In Clinton, town clerk Phillip Boyce has seen town meeting attendance go up and down over the years. “It depends on what’s on the articles,” he says.

ynnfield has seen spikes of interest in town meeting, but in recent years, it had become more and more difficult to gather a quorum, and the frequent late starts and reschedulings began to wear on citizens – and on town treasuries.

“It costs money if you have to come back a second or third time,” says Phillip Boyce, town clerk of Clinton, who favors a zero quorum but hasn’t yet gotten one in his town. “Towns were spending an awful lot of money to put on events that they were having to continually reschedule,” agrees DeSantis. “With a lower quorum level, it’s more likely that the business of town government would be conducted.”

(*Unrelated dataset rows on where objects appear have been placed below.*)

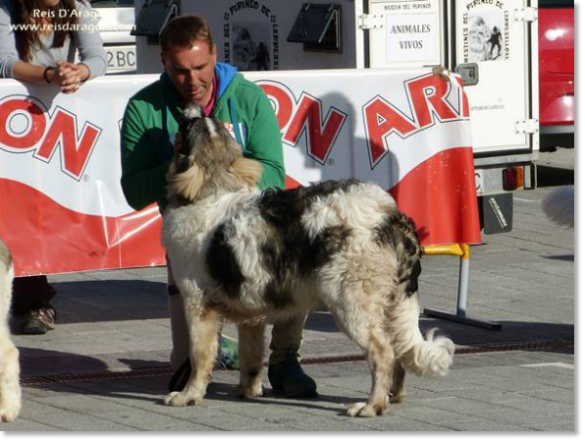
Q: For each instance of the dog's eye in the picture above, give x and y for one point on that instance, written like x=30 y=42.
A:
x=183 y=163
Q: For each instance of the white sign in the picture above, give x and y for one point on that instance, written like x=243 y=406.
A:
x=411 y=38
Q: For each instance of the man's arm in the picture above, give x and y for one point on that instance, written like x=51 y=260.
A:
x=143 y=174
x=264 y=142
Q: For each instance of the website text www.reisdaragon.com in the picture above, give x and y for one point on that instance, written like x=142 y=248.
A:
x=69 y=27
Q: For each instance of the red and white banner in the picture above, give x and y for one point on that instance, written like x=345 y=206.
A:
x=62 y=208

The first attempt to lower the quorum requirement in Lynnfield came in 1971, just months after the 3 percent rule was put into place. Four years later, a proposal to eliminate the quorum altogether lost a townwide vote by a margin of 1,429 to 584. Two more attempts to lower the quorum failed during the 1990s. Then the problem got worse: Town meetings were postponed or canceled due to the lack of a quorum at least once every year from 2000 through 2004. And even when there were enough voters to get things started, people would stream out of town meeting as it wore on, forcing early adjournments.

“I think it was at that point that people finally understood that we [had] to do something,” says Gustus.

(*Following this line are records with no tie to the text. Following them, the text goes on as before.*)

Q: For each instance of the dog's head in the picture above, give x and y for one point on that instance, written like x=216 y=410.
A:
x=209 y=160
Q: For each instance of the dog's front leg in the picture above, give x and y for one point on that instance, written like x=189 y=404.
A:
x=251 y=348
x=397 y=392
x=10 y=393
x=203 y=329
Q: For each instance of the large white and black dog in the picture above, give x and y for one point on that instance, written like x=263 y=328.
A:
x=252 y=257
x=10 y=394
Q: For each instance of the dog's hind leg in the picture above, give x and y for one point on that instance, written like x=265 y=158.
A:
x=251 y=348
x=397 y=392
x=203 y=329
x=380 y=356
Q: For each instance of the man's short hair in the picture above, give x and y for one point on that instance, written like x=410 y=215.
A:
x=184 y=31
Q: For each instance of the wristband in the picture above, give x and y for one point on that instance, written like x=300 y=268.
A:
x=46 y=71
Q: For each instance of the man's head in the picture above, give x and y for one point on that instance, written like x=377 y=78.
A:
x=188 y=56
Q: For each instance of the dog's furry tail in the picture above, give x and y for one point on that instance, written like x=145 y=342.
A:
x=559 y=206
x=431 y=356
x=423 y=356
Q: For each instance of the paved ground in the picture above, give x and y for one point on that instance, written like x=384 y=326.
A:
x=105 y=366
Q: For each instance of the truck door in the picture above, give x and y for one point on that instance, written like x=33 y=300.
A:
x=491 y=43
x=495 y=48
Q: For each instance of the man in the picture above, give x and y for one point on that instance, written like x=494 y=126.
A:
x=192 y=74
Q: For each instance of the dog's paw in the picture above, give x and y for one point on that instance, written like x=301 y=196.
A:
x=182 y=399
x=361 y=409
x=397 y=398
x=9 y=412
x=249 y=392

The board of selectmen leaned toward doing away with the quorum entirely, but that proposal didn’t seem to have popular support.

“I think the voters were just shocked from such a radical change,” says Lynnfield moderator John Redman. “It was finally agreed upon to go to 175.”

The lower quorum was put on the ballot for the April 11 town election and passed by a margin of 300-263. It took effect in time for the annual town meeting two weeks later.

Redman speculates that voters finally saw the high quorum as working against those who were doing their civic duty. “It was unfair to the people that showed up to stick around for a half an hour or 40 minutes and then be sent home,” he says.

There have been only two sessions of town meeting since the quorum change, so it may be premature to say whether it has helped to boost turnout. According to Town Clerk Pam Carakatsane, there were 584 people at the April 25 meeting, but Redman attributes this high turnout to the issues on the agenda.

“There was a controversial article about ‘feeing’ the trash, so that brought out a lot of people,” he says. “Typically, we’ve not had a problem with attendance if there’s something that gets the voters’ appetites whetted.”

Gustus agrees. “What brings people to town meeting are articles that interest them,” he says. “If there are important issues that are being decided, you are not going to have any problem getting a sizeable number of people to show up.”

Perhaps Lynnfield has solved its participation problem, but if town meetings continue to be postponed or cancelled, the idea of further reducing the quorum, or doing away with it entirely, is sure to arise again. And that bothers some defenders of a centuries-old New England institution.

“We arguably have the grandest form of democratic structure with town meeting, and yet because of lack of participation, we keep having to lower the quorum levels,” says DeSantis. “You’re basically admitting that the town meeting’s single virtue” – that is, its openness to all – “is not a virtue at all.”

“I think it’s going to continue to be a challenge,” says Gustus. “People’s lives are very busy. Town meeting is a somewhat cumbersome way to do business, but I think, at least for this town, that the best decisions get made from town meeting. I think that’s the consensus in the community.”